One possible concern is that the set of variables included may have been intentionally selected to support certain hypotheses, or may simply be a lucky combination. I address these concerns about model uncertainty by running a Bayesian model averaging (BMA), a technique used for example in Warren (2014) and Ward & Beger (2017). The outcomes of the BMA are reported in Online appendix A.4 and strongly support the results.
Conclusion
Policymakers and students of international relations have long sought to anticipate and prevent the onset of conflict. Yet results presented here suggest that even those who have a financial interest in their accurate prediction have been rather unsuccessful. This does not imply that contemporaries are oblivious to the escalation of tensions (Chadefaux, 2014), but that they do tend to underestimate the risk of war.
Yet this seemingly damning result may in fact not be an indictment of markets’ forecasting ability. Rather, because conflicts that are anticipated well ahead may be more likely to be avoided, only the difficult cases are left in the sample.
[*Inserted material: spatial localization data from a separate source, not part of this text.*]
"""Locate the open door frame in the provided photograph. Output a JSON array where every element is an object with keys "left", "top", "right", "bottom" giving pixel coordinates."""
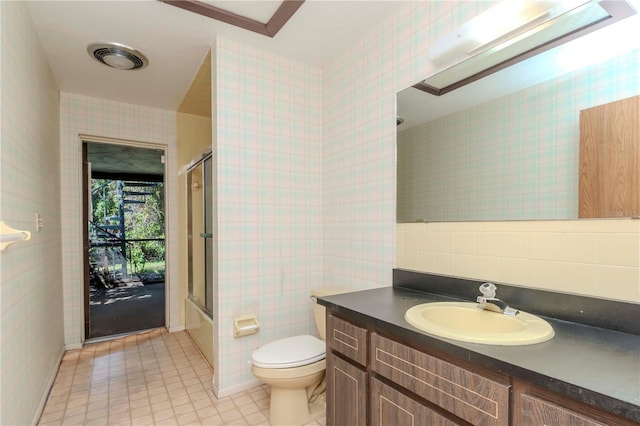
[
  {"left": 82, "top": 143, "right": 91, "bottom": 338},
  {"left": 82, "top": 138, "right": 168, "bottom": 340}
]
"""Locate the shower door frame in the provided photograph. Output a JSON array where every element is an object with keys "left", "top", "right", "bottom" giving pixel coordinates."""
[{"left": 186, "top": 150, "right": 214, "bottom": 317}]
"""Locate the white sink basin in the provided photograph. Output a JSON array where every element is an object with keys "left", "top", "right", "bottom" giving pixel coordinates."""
[{"left": 405, "top": 301, "right": 554, "bottom": 345}]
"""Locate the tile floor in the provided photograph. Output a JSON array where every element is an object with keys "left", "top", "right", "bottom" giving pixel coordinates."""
[{"left": 38, "top": 328, "right": 326, "bottom": 426}]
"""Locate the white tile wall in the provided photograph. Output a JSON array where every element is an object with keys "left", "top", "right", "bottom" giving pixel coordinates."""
[
  {"left": 59, "top": 93, "right": 179, "bottom": 346},
  {"left": 213, "top": 38, "right": 323, "bottom": 395},
  {"left": 323, "top": 1, "right": 640, "bottom": 301},
  {"left": 0, "top": 2, "right": 64, "bottom": 425}
]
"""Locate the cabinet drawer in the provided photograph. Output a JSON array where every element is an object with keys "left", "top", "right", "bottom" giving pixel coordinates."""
[
  {"left": 327, "top": 314, "right": 368, "bottom": 366},
  {"left": 371, "top": 377, "right": 462, "bottom": 426},
  {"left": 371, "top": 333, "right": 510, "bottom": 426},
  {"left": 327, "top": 353, "right": 367, "bottom": 426},
  {"left": 520, "top": 393, "right": 607, "bottom": 426}
]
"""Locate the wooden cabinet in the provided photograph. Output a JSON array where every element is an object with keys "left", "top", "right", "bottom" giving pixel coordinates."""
[
  {"left": 327, "top": 353, "right": 367, "bottom": 426},
  {"left": 325, "top": 310, "right": 639, "bottom": 426},
  {"left": 371, "top": 333, "right": 510, "bottom": 426},
  {"left": 326, "top": 311, "right": 509, "bottom": 426},
  {"left": 579, "top": 95, "right": 640, "bottom": 218},
  {"left": 513, "top": 379, "right": 640, "bottom": 426},
  {"left": 370, "top": 377, "right": 461, "bottom": 426},
  {"left": 326, "top": 313, "right": 368, "bottom": 426},
  {"left": 327, "top": 314, "right": 368, "bottom": 366}
]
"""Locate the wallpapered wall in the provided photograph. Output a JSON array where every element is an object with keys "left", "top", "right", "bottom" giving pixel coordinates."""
[
  {"left": 4, "top": 1, "right": 637, "bottom": 411},
  {"left": 0, "top": 2, "right": 63, "bottom": 424},
  {"left": 323, "top": 1, "right": 639, "bottom": 304},
  {"left": 322, "top": 1, "right": 467, "bottom": 294},
  {"left": 59, "top": 93, "right": 179, "bottom": 347},
  {"left": 212, "top": 39, "right": 324, "bottom": 395}
]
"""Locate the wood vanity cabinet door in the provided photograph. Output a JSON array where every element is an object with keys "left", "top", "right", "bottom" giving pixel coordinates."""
[
  {"left": 327, "top": 314, "right": 368, "bottom": 366},
  {"left": 371, "top": 378, "right": 462, "bottom": 426},
  {"left": 519, "top": 393, "right": 607, "bottom": 426},
  {"left": 371, "top": 333, "right": 510, "bottom": 426},
  {"left": 513, "top": 380, "right": 640, "bottom": 426},
  {"left": 326, "top": 352, "right": 367, "bottom": 426}
]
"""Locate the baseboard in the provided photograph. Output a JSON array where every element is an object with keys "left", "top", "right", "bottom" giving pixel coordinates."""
[
  {"left": 32, "top": 344, "right": 65, "bottom": 425},
  {"left": 212, "top": 378, "right": 262, "bottom": 399},
  {"left": 168, "top": 325, "right": 185, "bottom": 332},
  {"left": 65, "top": 342, "right": 82, "bottom": 350}
]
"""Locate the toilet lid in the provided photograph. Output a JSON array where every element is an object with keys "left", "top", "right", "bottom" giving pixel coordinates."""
[{"left": 251, "top": 335, "right": 325, "bottom": 368}]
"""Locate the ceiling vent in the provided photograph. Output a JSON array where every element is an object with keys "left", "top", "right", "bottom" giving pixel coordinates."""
[
  {"left": 87, "top": 42, "right": 149, "bottom": 71},
  {"left": 415, "top": 0, "right": 636, "bottom": 96}
]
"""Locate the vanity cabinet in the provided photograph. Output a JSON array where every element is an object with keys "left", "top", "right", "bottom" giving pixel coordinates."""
[
  {"left": 326, "top": 309, "right": 640, "bottom": 426},
  {"left": 327, "top": 354, "right": 367, "bottom": 426},
  {"left": 371, "top": 333, "right": 510, "bottom": 425},
  {"left": 513, "top": 379, "right": 640, "bottom": 426},
  {"left": 326, "top": 314, "right": 368, "bottom": 426},
  {"left": 327, "top": 314, "right": 368, "bottom": 366},
  {"left": 370, "top": 377, "right": 460, "bottom": 426},
  {"left": 326, "top": 312, "right": 509, "bottom": 425}
]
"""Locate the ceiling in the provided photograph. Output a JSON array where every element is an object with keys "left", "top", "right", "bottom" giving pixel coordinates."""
[
  {"left": 26, "top": 0, "right": 408, "bottom": 111},
  {"left": 87, "top": 143, "right": 165, "bottom": 180},
  {"left": 27, "top": 1, "right": 640, "bottom": 173},
  {"left": 27, "top": 1, "right": 407, "bottom": 177}
]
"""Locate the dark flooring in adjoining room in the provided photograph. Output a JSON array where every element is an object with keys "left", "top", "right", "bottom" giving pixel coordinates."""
[{"left": 89, "top": 282, "right": 165, "bottom": 338}]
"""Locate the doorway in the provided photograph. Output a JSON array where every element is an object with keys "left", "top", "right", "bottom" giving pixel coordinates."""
[{"left": 83, "top": 141, "right": 166, "bottom": 340}]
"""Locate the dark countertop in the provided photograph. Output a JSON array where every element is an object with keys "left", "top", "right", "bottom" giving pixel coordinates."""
[{"left": 318, "top": 286, "right": 640, "bottom": 423}]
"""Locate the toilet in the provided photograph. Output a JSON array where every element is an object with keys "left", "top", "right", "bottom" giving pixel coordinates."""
[{"left": 251, "top": 288, "right": 349, "bottom": 426}]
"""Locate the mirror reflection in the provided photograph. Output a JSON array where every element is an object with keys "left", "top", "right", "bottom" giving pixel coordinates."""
[{"left": 396, "top": 14, "right": 640, "bottom": 223}]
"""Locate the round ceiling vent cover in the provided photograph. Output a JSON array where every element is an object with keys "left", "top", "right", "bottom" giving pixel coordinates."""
[{"left": 87, "top": 42, "right": 148, "bottom": 70}]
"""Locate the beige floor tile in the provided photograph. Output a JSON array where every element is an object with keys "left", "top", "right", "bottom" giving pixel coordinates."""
[
  {"left": 108, "top": 409, "right": 132, "bottom": 423},
  {"left": 219, "top": 408, "right": 243, "bottom": 424},
  {"left": 61, "top": 412, "right": 87, "bottom": 425},
  {"left": 85, "top": 407, "right": 108, "bottom": 420},
  {"left": 231, "top": 394, "right": 252, "bottom": 407},
  {"left": 153, "top": 407, "right": 175, "bottom": 422},
  {"left": 85, "top": 418, "right": 108, "bottom": 426},
  {"left": 198, "top": 413, "right": 223, "bottom": 424},
  {"left": 193, "top": 397, "right": 215, "bottom": 411},
  {"left": 177, "top": 411, "right": 200, "bottom": 425},
  {"left": 37, "top": 410, "right": 65, "bottom": 424},
  {"left": 37, "top": 328, "right": 326, "bottom": 426},
  {"left": 244, "top": 411, "right": 268, "bottom": 425},
  {"left": 239, "top": 402, "right": 259, "bottom": 417},
  {"left": 173, "top": 402, "right": 195, "bottom": 416},
  {"left": 130, "top": 414, "right": 155, "bottom": 426},
  {"left": 213, "top": 400, "right": 236, "bottom": 413}
]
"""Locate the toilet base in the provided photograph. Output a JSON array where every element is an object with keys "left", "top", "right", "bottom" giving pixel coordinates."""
[
  {"left": 252, "top": 360, "right": 326, "bottom": 425},
  {"left": 308, "top": 392, "right": 326, "bottom": 419},
  {"left": 269, "top": 386, "right": 325, "bottom": 426}
]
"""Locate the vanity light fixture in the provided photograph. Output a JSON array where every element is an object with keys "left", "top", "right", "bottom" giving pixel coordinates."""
[
  {"left": 87, "top": 42, "right": 149, "bottom": 71},
  {"left": 417, "top": 0, "right": 636, "bottom": 95}
]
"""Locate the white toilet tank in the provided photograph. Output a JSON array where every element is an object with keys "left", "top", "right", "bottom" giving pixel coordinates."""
[{"left": 311, "top": 288, "right": 351, "bottom": 340}]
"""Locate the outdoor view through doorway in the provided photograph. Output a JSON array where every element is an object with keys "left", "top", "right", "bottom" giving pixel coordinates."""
[{"left": 84, "top": 142, "right": 166, "bottom": 339}]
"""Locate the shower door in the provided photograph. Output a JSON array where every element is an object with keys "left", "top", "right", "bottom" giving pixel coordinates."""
[{"left": 187, "top": 154, "right": 213, "bottom": 316}]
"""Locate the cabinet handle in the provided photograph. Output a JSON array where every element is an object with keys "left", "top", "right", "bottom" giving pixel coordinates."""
[{"left": 199, "top": 232, "right": 213, "bottom": 238}]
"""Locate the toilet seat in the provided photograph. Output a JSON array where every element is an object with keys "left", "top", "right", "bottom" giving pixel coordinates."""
[{"left": 251, "top": 335, "right": 325, "bottom": 368}]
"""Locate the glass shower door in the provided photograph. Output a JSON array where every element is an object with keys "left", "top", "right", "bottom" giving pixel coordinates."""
[
  {"left": 203, "top": 156, "right": 213, "bottom": 315},
  {"left": 187, "top": 154, "right": 213, "bottom": 316}
]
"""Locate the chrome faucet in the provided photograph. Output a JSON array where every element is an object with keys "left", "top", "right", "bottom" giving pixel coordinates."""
[{"left": 476, "top": 283, "right": 519, "bottom": 316}]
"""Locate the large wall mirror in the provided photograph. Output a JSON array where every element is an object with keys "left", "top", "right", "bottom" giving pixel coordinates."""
[{"left": 397, "top": 3, "right": 640, "bottom": 223}]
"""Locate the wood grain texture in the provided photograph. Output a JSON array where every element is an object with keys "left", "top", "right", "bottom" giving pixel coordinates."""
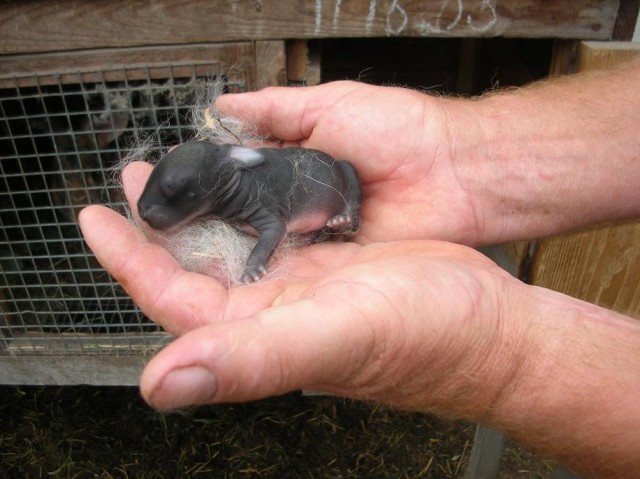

The apparent recurrent failure to estimate the risk of war may in that sense simply be a selection effect. If policymakers incorporate some of the available information – including lessons from the past and forecasts given available data – then their behavior will be constantly adapting to new information. As a result, markets may always be one step behind and will tend to be taken by surprise by policymakers’ decisions. The fact that wars are, on average, just as surprising today as they were in 1816 further supports this idea of a selection process, by which only the wars that are the most difficult to predict occur. As a corollary, countries with more transparent and possibly reactive regimes such as democracies should be better at incorporating new information, and hence predicting their behavior should actually be more difficult – a hypothesis for which I found strong support here.
These findings may also suggest a ‘policy efficiency’ hypothesis. If the evidence for market efficiency is the quasi-impossibility to predict future changes in asset prices based on current patterns, then the constant inability of markets to correctly assess the risks of war may also mean that policymakers incorporate existing information rapidly into their decisions, and hence that policy in that sense is ‘efficient’. Additional work on how leaders incorporate new information and forecasts into their decisions may lead to further insights on this subject.
Wars are, at least in part, failures of predictions. They often occur when their participants fail to predict the consequences of their actions. Far from being a depressing diagnostic, then, these results show the importance of prediction as one possible instrument of conflict prevention, and the role of scholars in bridging the gap between basic and applied research.